147
votes

I'm using R and ggplot to draw a scatterplot of some data, all is fine except that the numbers on the y-axis are coming out with computer style exponent formatting, i.e. 4e+05, 5e+05, etc. This is unacceptable to me, so I want to get it to display them as 500,000, 400,000, and so on. Getting a proper exponent notation would also be acceptable.

The code for the plot is as follows:

p <- ggplot(valids, aes(x=Test, y=Values)) +
  geom_point(position="jitter") +
  facet_grid(. ~ Facet) +
  scale_y_continuous(name="Fluorescent intensity/arbitrary units") +
  scale_x_discrete(name="Test repeat") +
  stat_summary(fun.ymin=median, fun.ymax=median, fun.y=median, geom="crossbar")

Any help much appreciated.

5
Be careful of describing ggplot default options as "obviously unacceptable". You mean you have a personal preference for a different format.
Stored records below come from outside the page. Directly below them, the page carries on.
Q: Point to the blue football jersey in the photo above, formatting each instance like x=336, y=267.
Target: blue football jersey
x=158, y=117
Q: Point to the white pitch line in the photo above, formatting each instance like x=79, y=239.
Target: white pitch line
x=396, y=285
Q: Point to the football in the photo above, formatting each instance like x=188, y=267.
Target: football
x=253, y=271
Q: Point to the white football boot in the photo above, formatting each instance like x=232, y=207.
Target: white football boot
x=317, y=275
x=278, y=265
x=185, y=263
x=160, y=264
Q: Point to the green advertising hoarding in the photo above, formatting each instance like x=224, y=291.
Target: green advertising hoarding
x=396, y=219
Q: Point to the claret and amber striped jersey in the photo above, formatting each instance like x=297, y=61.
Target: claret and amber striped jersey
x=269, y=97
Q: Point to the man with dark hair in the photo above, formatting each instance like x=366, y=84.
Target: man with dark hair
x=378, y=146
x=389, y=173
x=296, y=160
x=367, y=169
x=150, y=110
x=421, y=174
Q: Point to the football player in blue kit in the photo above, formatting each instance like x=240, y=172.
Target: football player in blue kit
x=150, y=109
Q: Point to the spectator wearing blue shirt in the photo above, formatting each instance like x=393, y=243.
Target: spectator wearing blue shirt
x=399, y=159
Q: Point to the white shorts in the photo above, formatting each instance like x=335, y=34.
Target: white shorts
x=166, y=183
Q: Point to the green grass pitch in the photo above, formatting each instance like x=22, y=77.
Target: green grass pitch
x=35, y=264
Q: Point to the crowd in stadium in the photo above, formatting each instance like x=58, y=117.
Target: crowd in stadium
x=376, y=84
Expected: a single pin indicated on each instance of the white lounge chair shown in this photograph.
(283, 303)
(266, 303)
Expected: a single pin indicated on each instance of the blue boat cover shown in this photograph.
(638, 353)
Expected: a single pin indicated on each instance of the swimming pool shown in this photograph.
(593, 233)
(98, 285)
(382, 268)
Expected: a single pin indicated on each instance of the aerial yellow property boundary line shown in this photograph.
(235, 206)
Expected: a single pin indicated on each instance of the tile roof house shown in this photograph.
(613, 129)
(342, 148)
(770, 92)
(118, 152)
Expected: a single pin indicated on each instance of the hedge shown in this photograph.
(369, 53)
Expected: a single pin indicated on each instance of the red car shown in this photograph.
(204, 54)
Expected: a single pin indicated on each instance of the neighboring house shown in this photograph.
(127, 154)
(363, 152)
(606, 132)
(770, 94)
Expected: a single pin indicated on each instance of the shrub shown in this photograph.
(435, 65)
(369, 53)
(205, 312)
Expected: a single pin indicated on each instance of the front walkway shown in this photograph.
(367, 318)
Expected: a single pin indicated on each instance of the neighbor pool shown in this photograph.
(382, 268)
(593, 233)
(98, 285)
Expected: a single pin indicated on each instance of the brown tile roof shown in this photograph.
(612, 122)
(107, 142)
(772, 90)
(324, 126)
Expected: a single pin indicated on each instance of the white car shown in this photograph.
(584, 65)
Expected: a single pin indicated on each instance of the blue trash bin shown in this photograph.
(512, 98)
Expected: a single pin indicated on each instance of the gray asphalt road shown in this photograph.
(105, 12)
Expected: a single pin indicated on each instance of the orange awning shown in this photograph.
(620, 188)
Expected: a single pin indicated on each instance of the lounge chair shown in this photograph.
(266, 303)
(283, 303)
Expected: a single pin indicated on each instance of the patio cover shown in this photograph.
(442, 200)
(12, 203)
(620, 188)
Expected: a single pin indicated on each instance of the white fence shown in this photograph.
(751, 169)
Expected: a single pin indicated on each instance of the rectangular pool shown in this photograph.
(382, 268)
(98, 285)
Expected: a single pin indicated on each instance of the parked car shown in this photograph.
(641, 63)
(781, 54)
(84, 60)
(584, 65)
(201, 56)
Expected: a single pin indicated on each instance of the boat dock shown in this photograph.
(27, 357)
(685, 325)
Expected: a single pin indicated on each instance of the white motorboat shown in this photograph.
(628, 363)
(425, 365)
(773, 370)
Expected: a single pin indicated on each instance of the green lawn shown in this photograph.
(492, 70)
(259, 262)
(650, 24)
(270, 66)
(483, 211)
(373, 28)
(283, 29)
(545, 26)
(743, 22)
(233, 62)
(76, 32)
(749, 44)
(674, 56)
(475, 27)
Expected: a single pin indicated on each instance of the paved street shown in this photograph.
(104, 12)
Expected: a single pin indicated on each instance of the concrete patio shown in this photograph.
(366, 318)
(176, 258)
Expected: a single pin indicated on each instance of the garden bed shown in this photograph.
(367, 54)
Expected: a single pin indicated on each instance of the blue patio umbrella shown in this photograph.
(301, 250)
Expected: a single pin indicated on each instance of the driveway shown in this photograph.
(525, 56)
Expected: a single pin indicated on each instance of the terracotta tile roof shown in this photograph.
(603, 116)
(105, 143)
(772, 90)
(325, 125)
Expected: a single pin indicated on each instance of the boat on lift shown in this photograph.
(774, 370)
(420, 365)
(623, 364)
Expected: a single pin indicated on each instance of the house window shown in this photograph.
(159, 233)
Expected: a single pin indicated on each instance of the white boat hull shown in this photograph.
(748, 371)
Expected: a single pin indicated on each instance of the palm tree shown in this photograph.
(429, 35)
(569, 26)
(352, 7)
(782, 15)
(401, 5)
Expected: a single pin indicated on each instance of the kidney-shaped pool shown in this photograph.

A number in the format 4e+05 is scientific notation, and would be the preferred formatting in a wide variety of applications.Andrie
4e+05 is not scientific notation, it is a computer approximation to scientific notation. It would not be acceptable in any print journal I can think of, so I consider it unacceptable for my dissertation.Jack Aidley

5 Answers

141
votes

Another option is to format your axis tick labels with commas is by using the package scales, and add

 scale_y_continuous(name="Fluorescent intensity/arbitrary units", labels = comma)

to your ggplot statement.

If you don't want to load the package, use:

scale_y_continuous(name="Fluorescent intensity/arbitrary units", labels = scales::comma)
72
votes

I also found another way of doing this that gives proper 'x10(superscript)5' notation on the axes. I'm posting it here in the hope it might be useful to some. I got the code from here so I claim no credit for it, that rightly goes to Brian Diggs.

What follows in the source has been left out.